Lo otro es seguir viajando. Antes de volver a la Ciudad de México, pasé una semana en Lima reconociendo a la familia de mi padre. Ese volver a las raíces, a la otra parte de mi identidad personal familiar, fue curioso, extraño. Sé ahora cuáles son las razones para no volver de mi padre. Esas razones son mías también, pero también comparto las razones para volver. Que no es algo que sé de cierto, pero lo presiento y eso vale hasta que me demuestren lo contrario.
Pero bueno, hubiera continuado con este escrito, pero ahora me he puesto a buscar el siguiente destino, la forma de irme de nuevo y fragmentarme más todavía. Estar en más lugares y más lejos.

viernes, 2 de julio de 2010

Salvador de Bahia de todos los santos

Viaje corto todavía no realizado. Expectativas... sólo pienso en dejarme llevar. "Vou deixar a rua me levar...". Voy solo. Entonces el ritmo va por mi cuenta y también la interpretación, me tengo que hacer orquesta o ni eso y sólo silbar. Este viaje lo hago en un momento en que todo el mundo se va y al regresar a São Paulo estoy con amigos menos en la ciudad. ¿Será que la ciudad se hará fantasma? Al final todos tienen ganas de estrechar los lazos lo más rápido que se pueda, con ánimo de conseguir algo más, todavía más, de este tiempo.
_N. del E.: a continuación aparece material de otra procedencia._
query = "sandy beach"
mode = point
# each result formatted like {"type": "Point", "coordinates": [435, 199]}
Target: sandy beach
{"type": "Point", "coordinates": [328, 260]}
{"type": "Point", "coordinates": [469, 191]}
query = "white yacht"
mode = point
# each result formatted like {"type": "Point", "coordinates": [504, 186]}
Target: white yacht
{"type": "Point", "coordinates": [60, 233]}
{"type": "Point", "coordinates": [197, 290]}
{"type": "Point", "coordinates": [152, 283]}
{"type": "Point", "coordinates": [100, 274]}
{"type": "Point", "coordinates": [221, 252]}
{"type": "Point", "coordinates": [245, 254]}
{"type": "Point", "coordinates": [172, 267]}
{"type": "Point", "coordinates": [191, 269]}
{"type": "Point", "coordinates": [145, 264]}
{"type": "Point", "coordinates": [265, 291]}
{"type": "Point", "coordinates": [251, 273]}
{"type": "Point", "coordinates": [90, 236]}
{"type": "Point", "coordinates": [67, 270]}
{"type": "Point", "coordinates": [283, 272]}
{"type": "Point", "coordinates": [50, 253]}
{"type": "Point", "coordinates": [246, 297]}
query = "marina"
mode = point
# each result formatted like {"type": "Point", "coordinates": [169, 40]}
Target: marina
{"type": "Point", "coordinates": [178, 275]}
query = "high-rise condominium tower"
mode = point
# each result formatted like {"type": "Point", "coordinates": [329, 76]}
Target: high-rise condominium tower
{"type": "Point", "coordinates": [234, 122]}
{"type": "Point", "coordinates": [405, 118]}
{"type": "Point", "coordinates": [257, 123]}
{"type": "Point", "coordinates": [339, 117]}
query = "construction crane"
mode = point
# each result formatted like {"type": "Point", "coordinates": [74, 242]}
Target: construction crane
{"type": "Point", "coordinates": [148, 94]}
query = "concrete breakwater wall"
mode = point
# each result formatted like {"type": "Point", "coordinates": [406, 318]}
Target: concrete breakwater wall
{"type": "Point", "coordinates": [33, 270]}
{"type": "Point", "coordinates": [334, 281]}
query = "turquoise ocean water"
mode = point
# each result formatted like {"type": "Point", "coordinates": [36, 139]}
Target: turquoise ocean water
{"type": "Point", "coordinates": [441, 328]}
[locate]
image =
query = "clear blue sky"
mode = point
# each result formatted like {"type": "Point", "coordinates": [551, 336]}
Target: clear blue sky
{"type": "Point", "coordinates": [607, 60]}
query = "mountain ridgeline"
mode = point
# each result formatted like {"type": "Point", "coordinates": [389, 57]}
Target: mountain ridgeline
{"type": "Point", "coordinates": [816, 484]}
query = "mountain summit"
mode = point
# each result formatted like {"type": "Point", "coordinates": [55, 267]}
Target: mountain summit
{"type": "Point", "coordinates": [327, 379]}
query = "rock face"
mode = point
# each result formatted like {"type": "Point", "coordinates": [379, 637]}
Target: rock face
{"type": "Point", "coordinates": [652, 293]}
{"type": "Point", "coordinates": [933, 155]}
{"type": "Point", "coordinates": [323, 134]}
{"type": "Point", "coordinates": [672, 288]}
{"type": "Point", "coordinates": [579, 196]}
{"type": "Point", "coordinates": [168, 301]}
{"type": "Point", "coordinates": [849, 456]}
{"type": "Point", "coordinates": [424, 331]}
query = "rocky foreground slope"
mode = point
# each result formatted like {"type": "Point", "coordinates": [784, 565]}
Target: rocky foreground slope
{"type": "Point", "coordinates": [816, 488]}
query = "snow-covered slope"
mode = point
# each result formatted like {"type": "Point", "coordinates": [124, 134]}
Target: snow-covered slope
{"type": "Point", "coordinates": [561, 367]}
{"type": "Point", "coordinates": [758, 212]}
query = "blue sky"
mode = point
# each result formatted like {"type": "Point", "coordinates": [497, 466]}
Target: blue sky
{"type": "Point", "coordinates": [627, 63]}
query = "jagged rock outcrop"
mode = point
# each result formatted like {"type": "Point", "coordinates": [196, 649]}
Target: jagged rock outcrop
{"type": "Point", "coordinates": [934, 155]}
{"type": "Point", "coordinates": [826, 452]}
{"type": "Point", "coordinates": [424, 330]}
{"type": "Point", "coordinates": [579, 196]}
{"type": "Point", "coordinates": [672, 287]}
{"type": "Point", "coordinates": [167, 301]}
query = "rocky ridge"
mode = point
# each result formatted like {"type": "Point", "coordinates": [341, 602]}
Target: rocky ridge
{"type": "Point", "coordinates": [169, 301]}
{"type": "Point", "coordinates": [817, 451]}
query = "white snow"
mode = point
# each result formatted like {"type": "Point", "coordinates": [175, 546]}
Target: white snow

Hoy perdió Brasil y mi deseo de ver al país celebrar los tendré que dejar para el 2014, así que ahora tengo otra misión, volver a Brasil para el mundial, además del cariño.
Para lograrlo necesito de dinero, constante y sin limitaciones temporales. Una maestría lo arregla todo, estudio, me caso, obtengo la nacionalidad y listo. El divorcio y el caos, con impuestos y abogados de por medio, me importa poco si al final puedo conseguir la nacionalidad. Sólo por términos prácticos, así puedo volver sin visa.
En Bahia dicen que hay mucho que hacer, además es una ciudad que me he leído mucho, pero una lectura es sólo una construcción y todavía falta que la vea entera o al menos en sus partes más gostosas. Gente, calles, ruido, sonido. Comida, sin camarón porque soy alérgico. Playa, dicen que son sucias, que vale la pena que salga a otras ciudades, cerca y hermosas. Pero no voy a turistear, voy a viajar, de vez en cuando turistearé y diré boberías, tomaré fotos con autoretratos y felicidades. Souvenirs, al carajo.
Mientras, me toca terminar despedirme de más personas, ni cuenta me doy de algunos, pero hay otras personas que me han dejado con una tristeza ligera. He regalado un par de dibujos, las paredes de mi cuarto también se van quedando vacías.